コンパクトの裏側には、親指で隠れるサイズで、三年生三人娘が並べた笑顔が貼られていた。小さいけれど、見逃すはずがない。いかにも十代の少女らしい明るい笑顔をしている両脇に挟まれて、中央で控えめな笑みをこぼしているのは、乃梨子の大好きなお方。
乃梨子はおもわず隣の席の祐巳の手首をつかんで、覗きこんでしまっていた。祐巳はおもわずその行為に、ふかい意味を感じてどきりとする。
「…乃梨子ちゃん、あの…?」
「あっ、すみません。つい、気になって。これ、お三方ですか?」
「うん。三人でね、修学旅行のとき、こっそり遊びにいったときの」
お姉様がたが二年生の秋口に、修学旅行に行かれた時期、それは乃梨子にとってははじめての物寂しい一週間だった。

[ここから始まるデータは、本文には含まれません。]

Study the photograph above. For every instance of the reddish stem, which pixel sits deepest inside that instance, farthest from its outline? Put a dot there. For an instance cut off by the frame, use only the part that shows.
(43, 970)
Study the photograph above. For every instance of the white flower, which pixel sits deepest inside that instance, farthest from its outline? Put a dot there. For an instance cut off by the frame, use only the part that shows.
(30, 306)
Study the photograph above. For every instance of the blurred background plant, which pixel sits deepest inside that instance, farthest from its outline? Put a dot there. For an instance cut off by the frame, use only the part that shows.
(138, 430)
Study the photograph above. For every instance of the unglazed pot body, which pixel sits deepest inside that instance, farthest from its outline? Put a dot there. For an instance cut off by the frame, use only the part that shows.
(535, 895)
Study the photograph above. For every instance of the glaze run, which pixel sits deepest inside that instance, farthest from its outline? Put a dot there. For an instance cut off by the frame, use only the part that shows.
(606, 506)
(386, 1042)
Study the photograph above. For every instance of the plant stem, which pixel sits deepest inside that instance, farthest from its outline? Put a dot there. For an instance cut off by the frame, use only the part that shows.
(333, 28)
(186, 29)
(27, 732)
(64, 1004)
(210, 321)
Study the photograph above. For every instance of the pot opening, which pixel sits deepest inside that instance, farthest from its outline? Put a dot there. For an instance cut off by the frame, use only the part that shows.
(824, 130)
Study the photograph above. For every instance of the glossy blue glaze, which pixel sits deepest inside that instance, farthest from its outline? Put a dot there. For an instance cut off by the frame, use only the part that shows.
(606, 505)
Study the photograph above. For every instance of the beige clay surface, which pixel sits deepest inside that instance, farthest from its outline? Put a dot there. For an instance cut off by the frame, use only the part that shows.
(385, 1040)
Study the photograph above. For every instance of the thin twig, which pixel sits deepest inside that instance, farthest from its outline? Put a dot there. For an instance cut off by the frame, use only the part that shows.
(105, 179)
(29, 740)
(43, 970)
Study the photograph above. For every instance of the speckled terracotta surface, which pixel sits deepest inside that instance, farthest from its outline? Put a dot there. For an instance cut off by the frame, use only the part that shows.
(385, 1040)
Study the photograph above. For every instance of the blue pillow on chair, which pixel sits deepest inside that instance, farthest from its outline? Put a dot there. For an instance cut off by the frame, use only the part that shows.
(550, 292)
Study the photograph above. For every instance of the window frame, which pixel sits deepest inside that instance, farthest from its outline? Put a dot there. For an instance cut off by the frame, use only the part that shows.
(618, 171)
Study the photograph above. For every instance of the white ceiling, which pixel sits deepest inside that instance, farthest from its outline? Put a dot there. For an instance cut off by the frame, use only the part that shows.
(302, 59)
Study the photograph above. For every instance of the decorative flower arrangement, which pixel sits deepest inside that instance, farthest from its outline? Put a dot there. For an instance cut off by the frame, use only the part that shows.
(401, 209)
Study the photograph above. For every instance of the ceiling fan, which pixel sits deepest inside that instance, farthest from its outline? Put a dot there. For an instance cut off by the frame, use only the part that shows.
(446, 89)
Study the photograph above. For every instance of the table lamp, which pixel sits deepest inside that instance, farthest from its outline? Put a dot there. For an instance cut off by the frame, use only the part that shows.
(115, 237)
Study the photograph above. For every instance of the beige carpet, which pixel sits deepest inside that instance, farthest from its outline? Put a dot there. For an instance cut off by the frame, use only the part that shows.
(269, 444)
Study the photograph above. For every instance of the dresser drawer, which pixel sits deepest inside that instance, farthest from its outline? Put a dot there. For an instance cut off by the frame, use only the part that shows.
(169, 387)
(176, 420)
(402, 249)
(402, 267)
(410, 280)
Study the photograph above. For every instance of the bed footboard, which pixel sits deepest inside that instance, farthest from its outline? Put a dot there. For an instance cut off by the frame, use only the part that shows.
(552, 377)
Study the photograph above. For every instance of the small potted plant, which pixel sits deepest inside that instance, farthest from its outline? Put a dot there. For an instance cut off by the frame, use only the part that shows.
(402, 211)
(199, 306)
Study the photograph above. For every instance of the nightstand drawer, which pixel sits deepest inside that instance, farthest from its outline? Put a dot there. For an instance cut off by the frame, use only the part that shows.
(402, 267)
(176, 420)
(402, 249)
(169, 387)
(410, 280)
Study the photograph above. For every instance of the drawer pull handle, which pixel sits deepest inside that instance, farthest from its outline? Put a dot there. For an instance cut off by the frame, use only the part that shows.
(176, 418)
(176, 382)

あれほど、長い一週間はなかった。一見、線が細いようにみえる志摩子だが、常日ごろから体調管理には気をつけているせいだろう、めったと学校を休むことはなかった。乃梨子の顔を見るのが嬉しくて、毎日通うのが楽しくて、とあの方は優しく微笑んでくださる。
その志摩子がいないはじめての学園生活は、乃梨子には狂おしいものだった。恋しくてたまらない。だが、それ以上に心配でたまらなかった。同じ頃、日本の空港で貨物機が墜落した事故が報じられていたからだった。乃梨子は毎日まいにち、朝晩マリア像の前でひとり手を合わせて、あの人を無事に返して下さいとお祈りした。そして、ひみつの「まりあ様」にも。
「え、な~に? 私にも見せなさいよ」
好奇心旺盛の由乃先輩、ひとり仲間はずれにされるのが気に喰わない。身をのりだして、祐巳の手首ごとひっくり返して,自分のほうへと寄せた。話題の対象をたしかめて、なぁんだ、とがっかりした声音を洩らしながら、自分たちの笑顔を指先ではじいた。
祐巳は爪で引っ掻かれたらたまらんと、こちらに奪い返す。
「はい、乃梨子ちゃん」
「あ、すいません」
ついでに、気づかい第一の祐巳先輩は、乃梨子に貸してくれた。
大事そうに両てのひらですくうように、乃梨子は三人の乙女の笑顔を拝んでいる。
志摩子は写真写りが悪いというほどではないが、どの写真もいつも似たような儚げな顔つきでかすかに口元だけが笑んでいた。それは無難な美しさだった。間近に接していると、泣きそうな顔も穏やかに怒った顔も知っている身としては、その写真は志摩子の一断面にしかすぎない。
志摩子たちが不在中、薔薇の館では一年生ひとりの乃梨子を、祥子や令がそれとなく気づかってくれた。お二方との距離が近くなったと感じたのはそのときだった。
令はといえば、始終、由乃が発作を起こしていないか、食あたりを起こしていないか、などと杞憂に悩まされて、薔薇の館の室内を落ち着きなく歩き回っていたのがおかしかった。祥子は、「私の選んだ妹は運がいいから、かならず元気で帰ってくる。心配ない」と、平然として椅子に座って読書していた。